07:34 Et c'est marrant de voir comment les expériences qu'elle a vécues et comment la façon dont
07:38 elle a envisagé les rapports avec les autres, ça en construit l'individu qu'elle est dans
07:41 sa façon de juger le monde ou d'avoir des valeurs, etc.
07:45 C'est très gratifiant, je trouve, et positif de voir un individu comme ça qui devient.
07:52 Et vous n'avez pas eu d'appel du Figaro ?
07:54 Non, mais je n'ai aucun a priori.
07:59 J'aurais bien aimé justement suivre.
08:00 C'est ce que je fais.
08:01 Vous le faites avec le grand frère.
08:03 Le grand frère, tout à fait, qui est complètement de droite et qui est très gentil aussi, d'ailleurs.
08:07 Un mot des piliers aussi, la famille qui est toujours là, cette relation particulière
08:12 aux parents et puis Cassandre, le pilier absolu de la vie d'Esther, sa copine Cassandre.
08:17 Et c'est marrant parce que je n'aurais pas pensé que ce personnage, qui la suit depuis
08:21 la primaire, depuis le premier album, prendrait autant d'ampleur dans les albums.
08:26 Et c'est marrant parce que c'est aussi une ode à l'amitié, parce qu'elles sont restées
08:31 copines pendant toutes ces années, elles arrivent au bout de leur parcours scolaire.
08:35 Elles sont toutes les deux de milieux sociaux très différents et il y a quelque chose
08:40 de très émouvant, je trouve.
08:41 - Qui vous fait le plus de réflexion, les jeunes ou les parents ?

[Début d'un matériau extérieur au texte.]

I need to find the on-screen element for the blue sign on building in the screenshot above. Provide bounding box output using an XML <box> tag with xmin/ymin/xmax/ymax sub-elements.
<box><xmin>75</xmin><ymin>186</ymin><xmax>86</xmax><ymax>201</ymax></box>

08:43 - Vous voulez dire sur Esther ? Je crois que c'est les jeunes.
08:48 Et c'est marrant parce que c'est une bande dessinée qui n'a pas été pensée du tout
08:51 pour les jeunes au départ, c'était pour adultes en fait.
08:53 Il y a de plus en plus d'ados qui se sont mis à lire maintenant, la majorité c'est
08:56 des ados.
08:57 - L'histoire de mes 17 ans, les cahiers d'Esther, c'est le 8ème tome déjà et il vous reste
09:01 moins de 10 minutes pour Parcoursup, donc on va vous laisser filer à Riad Satouf.
09:05 Merci infiniment d'être repassé.